These subtle differences are rarely useful, except when you’re trying to capture exactly what went
wrong and pass it on to another function. For most purposes, you should never need to use
withCallingHandlers().
Custom Signal Classes
One of the challenges of error handling in R is that most functions just call stop() with a string. That
means if you want to figure out if a particular error occurred, you have to look at the text of the error
message. This is error prone, not only because the text of the error might change over time, but also
because many error messages are translated, so the message might be completely different to what
you expect.
R has a little known and little used feature to solve this problem. Conditions are S3 classes, so you can
define your own classes if you want to distinguish different types of error. Each condition signalling
function, stop(), warning(), and message(), can be given either a list of strings, or a custom S3 condition
object. Custom condition objects are not used very often, but are very useful because they make it
possible for the user to respond to different errors in different ways. For example, “expected” errors
(like a model failing to converge for some input datasets) can be silently ignored, while unexpected
errors (like no disk space available) can be propagated to the user.

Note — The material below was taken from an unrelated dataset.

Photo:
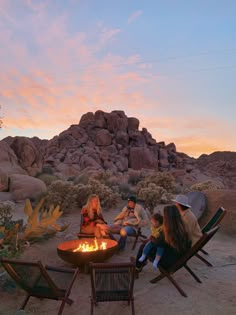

R doesn’t come with a built-in constructor function for conditions, but we can easily add one.
Conditions must contain message and call components, and may contain other useful components.
When creating a new condition, it should always inherit from condition and should in most cases
inherit from one of error, warning, or message.
condition <- function(subclass, message, call = sys.call(-1), ...) {
structure(
class = c(subclass, "condition"),
list(message = message, call = call),
...
)
}
is.condition <- function(x) inherits(x, "condition")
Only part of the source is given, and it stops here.